Management companies are proving their worth to owners in these stressful times.
Almost a universe away, it seems, the biggest news in property management was the Aimbridge-Interstate merger and its implications for our industry. Instead, our property-management playbook now includes everything from loan restructuring strategies, deferred PIPs, the Payroll Protection Plan and Safe Harbor to electrostatic sprayers, sanitizer formulas and contact tracing.
It is impossible to discount the immense challenges that remain for the hospitality and travel sectors given the continuing pandemic. However, property-management entities of all sizes have performed admirably during stressful times by working closely with lenders and ownership, taking advantage of government programs and addressing the needs and concerns of staff, while maintaining a safe and inviting environment for both guests and staff.

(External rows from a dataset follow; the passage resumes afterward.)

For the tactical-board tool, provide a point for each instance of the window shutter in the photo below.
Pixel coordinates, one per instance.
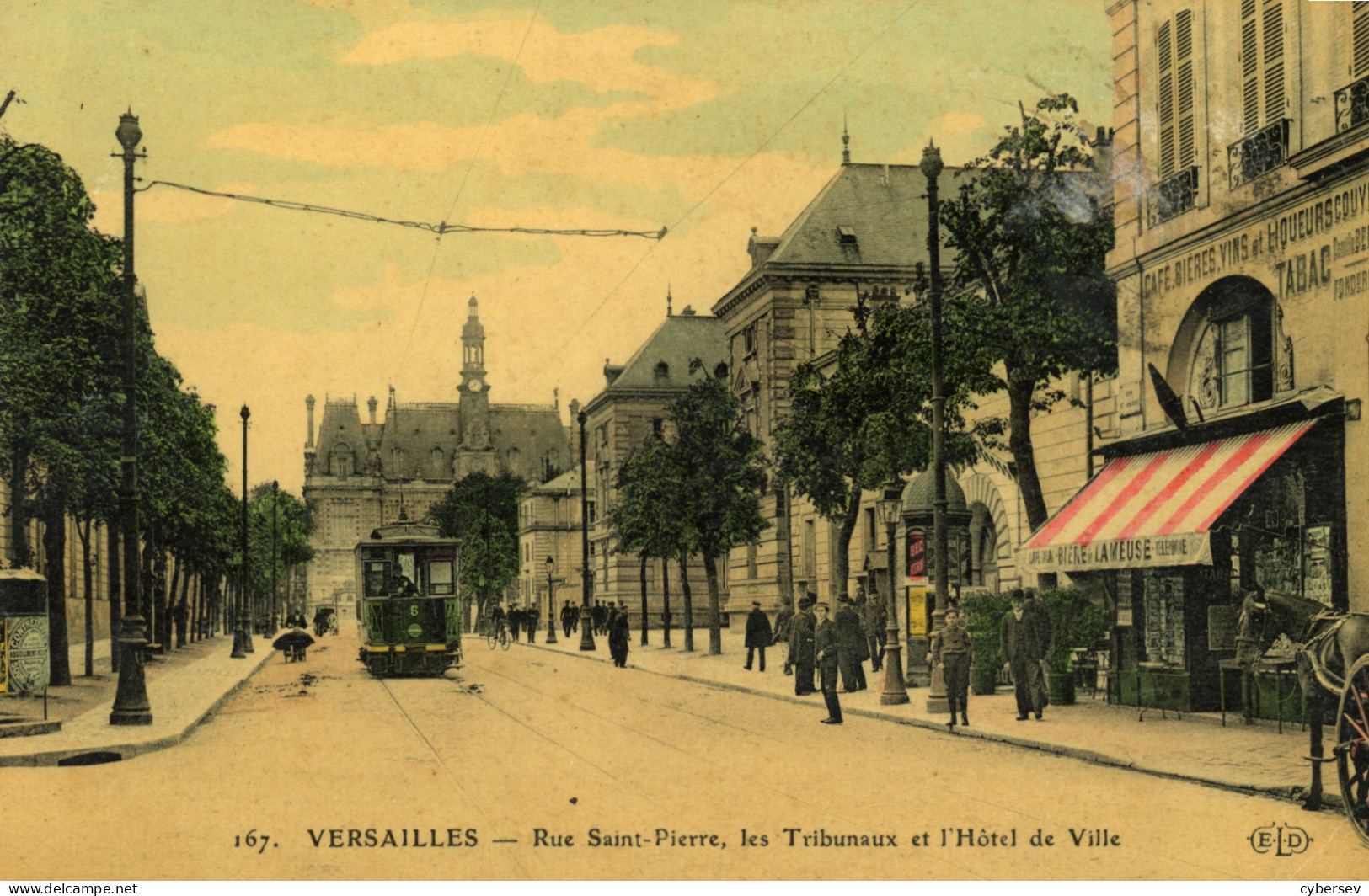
(1274, 61)
(1167, 100)
(1360, 39)
(1185, 85)
(1250, 66)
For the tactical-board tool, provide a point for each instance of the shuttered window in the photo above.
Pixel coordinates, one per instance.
(1175, 54)
(1263, 63)
(1358, 40)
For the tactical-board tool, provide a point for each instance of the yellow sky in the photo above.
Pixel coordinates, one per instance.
(708, 118)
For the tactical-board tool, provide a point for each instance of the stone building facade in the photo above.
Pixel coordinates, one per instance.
(361, 473)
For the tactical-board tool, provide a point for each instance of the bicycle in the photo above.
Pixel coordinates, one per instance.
(497, 635)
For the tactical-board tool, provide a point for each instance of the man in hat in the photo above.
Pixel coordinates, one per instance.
(1023, 653)
(852, 648)
(757, 635)
(782, 621)
(827, 652)
(801, 648)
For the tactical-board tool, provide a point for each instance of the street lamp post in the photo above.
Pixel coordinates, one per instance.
(131, 701)
(586, 617)
(275, 491)
(240, 637)
(551, 600)
(931, 167)
(894, 691)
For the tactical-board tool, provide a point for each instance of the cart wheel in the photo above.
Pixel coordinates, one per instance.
(1353, 747)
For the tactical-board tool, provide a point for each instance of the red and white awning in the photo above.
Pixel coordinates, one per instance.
(1154, 509)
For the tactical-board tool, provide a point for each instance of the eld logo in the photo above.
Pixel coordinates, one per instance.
(1279, 839)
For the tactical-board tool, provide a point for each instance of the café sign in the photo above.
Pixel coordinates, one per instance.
(1131, 553)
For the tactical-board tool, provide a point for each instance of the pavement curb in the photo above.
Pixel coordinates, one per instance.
(131, 749)
(1331, 799)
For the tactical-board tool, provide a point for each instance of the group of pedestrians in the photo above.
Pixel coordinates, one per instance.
(836, 650)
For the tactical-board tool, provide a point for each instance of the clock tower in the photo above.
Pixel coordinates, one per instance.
(474, 390)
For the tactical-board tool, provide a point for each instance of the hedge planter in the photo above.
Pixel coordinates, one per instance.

From the perspective of small- and medium-size property managers, we are seeing even stronger working partnerships between ownership groups and property-management companies. Initially brought closer by the need to apply for PPP loans, develop loan modification plans with lenders and discuss operational strategies, we are talking more than ever. As a result, many ownership groups have gained a better appreciation of the value we brought to the table while under duress, whether it was taking the initiative to consummate PPP loans, implement brand standards for cleaning and sanitation or roll out new food-and-beverage programs.
Resource allocation and labor issues
The pandemic will further accelerate many trends in property management. The first of these is resource allocation, as small- to mid-size property management companies grapple with systems integration and the technologies it takes to operate properties these days. The fundamental questions for many entities are: Do I want to be a technology company or would I rather focus on core elements of property management and consulting (which I do best)? Can we provide better service at a better price point by not bringing everything in-house?

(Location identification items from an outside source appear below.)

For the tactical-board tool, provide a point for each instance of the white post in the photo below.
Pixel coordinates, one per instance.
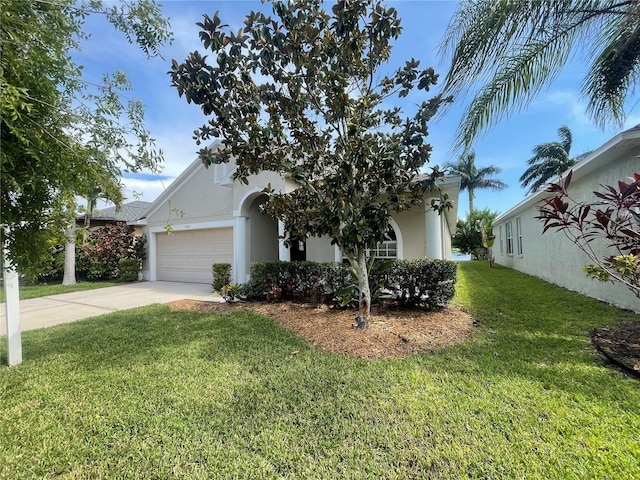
(284, 254)
(433, 234)
(12, 305)
(240, 250)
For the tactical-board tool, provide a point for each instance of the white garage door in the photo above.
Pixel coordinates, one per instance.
(187, 256)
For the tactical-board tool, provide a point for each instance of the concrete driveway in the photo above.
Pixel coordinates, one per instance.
(69, 307)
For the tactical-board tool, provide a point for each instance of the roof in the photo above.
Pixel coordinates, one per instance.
(626, 141)
(126, 213)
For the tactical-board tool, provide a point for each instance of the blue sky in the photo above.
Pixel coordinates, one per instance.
(507, 145)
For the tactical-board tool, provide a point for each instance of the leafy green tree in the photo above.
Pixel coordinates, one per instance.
(473, 177)
(516, 47)
(308, 92)
(61, 133)
(549, 159)
(468, 236)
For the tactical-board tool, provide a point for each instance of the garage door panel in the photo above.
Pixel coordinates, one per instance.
(188, 256)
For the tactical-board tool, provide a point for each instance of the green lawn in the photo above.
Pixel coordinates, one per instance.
(150, 393)
(35, 291)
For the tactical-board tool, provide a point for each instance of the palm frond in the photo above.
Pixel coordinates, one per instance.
(538, 37)
(616, 68)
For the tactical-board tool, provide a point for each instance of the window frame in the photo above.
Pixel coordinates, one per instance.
(509, 235)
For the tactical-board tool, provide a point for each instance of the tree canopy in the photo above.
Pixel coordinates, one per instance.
(60, 133)
(308, 93)
(513, 48)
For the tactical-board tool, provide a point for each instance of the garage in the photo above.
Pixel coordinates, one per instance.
(187, 256)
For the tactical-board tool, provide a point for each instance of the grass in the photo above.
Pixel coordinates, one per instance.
(150, 393)
(35, 291)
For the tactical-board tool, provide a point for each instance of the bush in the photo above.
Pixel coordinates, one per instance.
(427, 283)
(221, 275)
(128, 269)
(413, 283)
(100, 257)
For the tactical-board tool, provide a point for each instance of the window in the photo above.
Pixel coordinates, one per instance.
(509, 230)
(519, 236)
(388, 248)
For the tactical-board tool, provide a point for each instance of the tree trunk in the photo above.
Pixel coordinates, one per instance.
(364, 303)
(69, 256)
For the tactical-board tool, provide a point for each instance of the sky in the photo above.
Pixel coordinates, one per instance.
(507, 145)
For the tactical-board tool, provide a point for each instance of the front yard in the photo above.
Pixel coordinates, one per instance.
(153, 393)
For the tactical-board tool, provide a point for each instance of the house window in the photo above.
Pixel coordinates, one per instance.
(219, 172)
(519, 236)
(509, 229)
(388, 248)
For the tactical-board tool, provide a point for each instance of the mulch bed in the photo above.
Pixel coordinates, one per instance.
(392, 333)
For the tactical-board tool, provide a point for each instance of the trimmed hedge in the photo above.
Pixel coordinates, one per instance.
(426, 283)
(128, 269)
(423, 283)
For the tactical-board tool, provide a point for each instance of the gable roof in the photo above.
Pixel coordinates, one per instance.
(626, 141)
(126, 213)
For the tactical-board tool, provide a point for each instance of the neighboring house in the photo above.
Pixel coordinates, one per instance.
(128, 212)
(521, 245)
(214, 219)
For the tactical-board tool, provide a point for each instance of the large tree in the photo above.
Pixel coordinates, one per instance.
(473, 178)
(308, 92)
(513, 48)
(60, 132)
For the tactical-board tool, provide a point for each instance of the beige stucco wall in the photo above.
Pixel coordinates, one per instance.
(320, 250)
(552, 256)
(262, 232)
(199, 199)
(412, 225)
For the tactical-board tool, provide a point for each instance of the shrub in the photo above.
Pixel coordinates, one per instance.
(221, 275)
(230, 292)
(427, 283)
(413, 283)
(105, 247)
(128, 269)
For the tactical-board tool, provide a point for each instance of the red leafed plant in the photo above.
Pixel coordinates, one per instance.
(613, 219)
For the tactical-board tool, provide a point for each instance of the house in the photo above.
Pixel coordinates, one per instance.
(128, 212)
(214, 219)
(521, 245)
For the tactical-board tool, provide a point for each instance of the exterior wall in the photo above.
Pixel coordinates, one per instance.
(204, 198)
(412, 225)
(552, 257)
(199, 199)
(262, 232)
(320, 250)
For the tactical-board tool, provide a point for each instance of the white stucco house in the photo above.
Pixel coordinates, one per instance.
(521, 245)
(215, 219)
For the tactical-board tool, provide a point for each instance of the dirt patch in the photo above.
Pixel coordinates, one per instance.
(392, 333)
(620, 344)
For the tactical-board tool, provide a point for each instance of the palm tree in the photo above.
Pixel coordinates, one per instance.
(549, 159)
(522, 45)
(474, 178)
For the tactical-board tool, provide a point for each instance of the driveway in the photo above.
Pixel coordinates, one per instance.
(69, 307)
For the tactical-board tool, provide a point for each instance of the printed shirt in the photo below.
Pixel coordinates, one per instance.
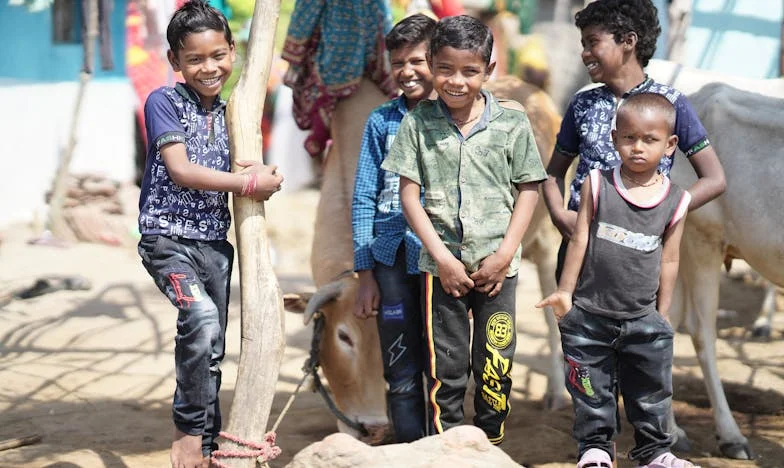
(586, 130)
(469, 183)
(376, 216)
(175, 115)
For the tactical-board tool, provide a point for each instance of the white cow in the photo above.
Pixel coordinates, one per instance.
(747, 131)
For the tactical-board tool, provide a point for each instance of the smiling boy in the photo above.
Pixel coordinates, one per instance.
(385, 249)
(477, 162)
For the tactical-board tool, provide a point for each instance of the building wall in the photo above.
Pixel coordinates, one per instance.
(38, 85)
(34, 56)
(739, 37)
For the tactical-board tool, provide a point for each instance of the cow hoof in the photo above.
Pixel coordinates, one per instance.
(555, 402)
(737, 450)
(762, 332)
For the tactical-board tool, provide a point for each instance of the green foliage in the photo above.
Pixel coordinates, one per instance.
(241, 9)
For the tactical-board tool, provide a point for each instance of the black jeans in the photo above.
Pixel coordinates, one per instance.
(400, 333)
(452, 359)
(195, 276)
(634, 356)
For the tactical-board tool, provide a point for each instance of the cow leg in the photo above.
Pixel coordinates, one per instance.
(700, 270)
(543, 255)
(679, 300)
(762, 325)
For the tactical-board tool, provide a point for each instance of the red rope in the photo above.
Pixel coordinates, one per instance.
(266, 450)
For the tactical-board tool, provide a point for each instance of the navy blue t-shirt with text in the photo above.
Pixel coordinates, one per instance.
(175, 115)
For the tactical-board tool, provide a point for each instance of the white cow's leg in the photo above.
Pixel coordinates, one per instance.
(762, 326)
(544, 254)
(701, 260)
(679, 301)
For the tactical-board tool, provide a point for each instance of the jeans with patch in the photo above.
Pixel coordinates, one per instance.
(603, 356)
(400, 332)
(195, 276)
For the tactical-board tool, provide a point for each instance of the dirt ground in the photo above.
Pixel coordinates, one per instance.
(92, 371)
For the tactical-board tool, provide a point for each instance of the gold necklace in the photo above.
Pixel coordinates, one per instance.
(460, 123)
(647, 184)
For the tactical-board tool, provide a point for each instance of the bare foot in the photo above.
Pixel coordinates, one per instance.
(186, 450)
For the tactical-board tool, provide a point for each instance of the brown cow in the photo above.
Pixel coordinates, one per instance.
(350, 350)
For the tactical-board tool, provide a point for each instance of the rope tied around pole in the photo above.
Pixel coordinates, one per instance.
(264, 451)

Thus, we are likely to see continued outsourcing of accounting, administrative and revenue-management functions, many of which can present a “branded face” to investors, vendors and other strategic partners. The growing roster of technology partners for hospitality keeps pricing competitive and allows entities to mix and match from today’s best vendors, including for the urgently growing arena of guest-facing technologies.

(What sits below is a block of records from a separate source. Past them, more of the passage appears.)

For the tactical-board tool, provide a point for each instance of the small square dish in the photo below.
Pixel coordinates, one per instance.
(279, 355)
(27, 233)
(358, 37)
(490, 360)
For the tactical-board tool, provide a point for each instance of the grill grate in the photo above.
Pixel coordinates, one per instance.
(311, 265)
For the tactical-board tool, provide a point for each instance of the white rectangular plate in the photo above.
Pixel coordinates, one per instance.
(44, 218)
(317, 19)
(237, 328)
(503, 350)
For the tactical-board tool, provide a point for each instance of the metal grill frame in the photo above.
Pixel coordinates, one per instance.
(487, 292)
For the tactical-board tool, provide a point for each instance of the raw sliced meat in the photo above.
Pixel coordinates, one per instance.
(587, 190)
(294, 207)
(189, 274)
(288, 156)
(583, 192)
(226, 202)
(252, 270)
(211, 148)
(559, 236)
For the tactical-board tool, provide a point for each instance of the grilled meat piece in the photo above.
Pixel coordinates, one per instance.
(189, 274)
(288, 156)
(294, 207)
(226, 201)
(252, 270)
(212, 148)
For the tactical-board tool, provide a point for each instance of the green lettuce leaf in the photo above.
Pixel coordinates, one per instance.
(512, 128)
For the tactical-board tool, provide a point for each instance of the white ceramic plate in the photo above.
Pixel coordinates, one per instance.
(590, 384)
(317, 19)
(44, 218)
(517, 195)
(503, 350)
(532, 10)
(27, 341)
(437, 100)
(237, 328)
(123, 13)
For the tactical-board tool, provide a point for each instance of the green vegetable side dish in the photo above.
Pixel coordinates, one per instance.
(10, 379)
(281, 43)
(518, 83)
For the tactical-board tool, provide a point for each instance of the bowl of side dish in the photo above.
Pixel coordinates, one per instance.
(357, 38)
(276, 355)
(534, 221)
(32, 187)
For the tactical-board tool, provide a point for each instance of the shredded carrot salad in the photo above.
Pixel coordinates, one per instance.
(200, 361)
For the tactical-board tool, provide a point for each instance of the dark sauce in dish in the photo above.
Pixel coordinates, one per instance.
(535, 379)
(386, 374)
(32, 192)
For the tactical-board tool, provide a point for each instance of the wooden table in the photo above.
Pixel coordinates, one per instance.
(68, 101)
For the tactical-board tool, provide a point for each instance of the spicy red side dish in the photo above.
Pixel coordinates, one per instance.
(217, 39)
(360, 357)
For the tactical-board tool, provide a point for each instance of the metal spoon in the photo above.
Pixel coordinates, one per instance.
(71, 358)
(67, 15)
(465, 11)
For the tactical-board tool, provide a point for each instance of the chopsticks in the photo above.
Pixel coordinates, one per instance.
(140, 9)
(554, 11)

Outsourcing is directly related to labor allocation. The pandemic has resulted in staff reductions (both furloughs and layoffs) of mid-management positions at many properties. Understandably, staffing levels will bear close scrutiny, even as we eventually return to normalcy. We expect more permanent personnel consolidation and “upstream” movement of functional areas like accounting and possibly sales, which will present cost savings at the property level.
The issues just described—outsourcing, personnel allocation, working partnerships with owners—further imply a path for smaller management entities to compete with our industry’s largest ones.
At a certain level, the largest entities may have greater economies of scale in some areas or be able to offer incentives, including room key contributions, to secure management contracts.
However, smaller entities can compete well in three key areas:
- by not imposing a wide range of add-on fees,
- by their responsiveness to fast-moving industry dynamics,
- and through superior market knowledge.
The last factor is extremely important. Property managers with great local presence can excel in quickly re-allocating resources among properties under management; in mining new user groups to help make up for the loss of business travelers and other group business; and in caring for their people. The latter includes formal Payroll Protection Program support of employees; helping with access to childcare or medical care; and keeping team members informed in a realistic, yet caring manner.
Yes, we will likely see more consolidation in property management. But the pandemic experience, if anything, has proven the value of nimble, cost-effective, community-invested property managers in serving ownership groups as we stabilize the hospitality industry.
Kerry Ranson is chief development officer at HP Hotels.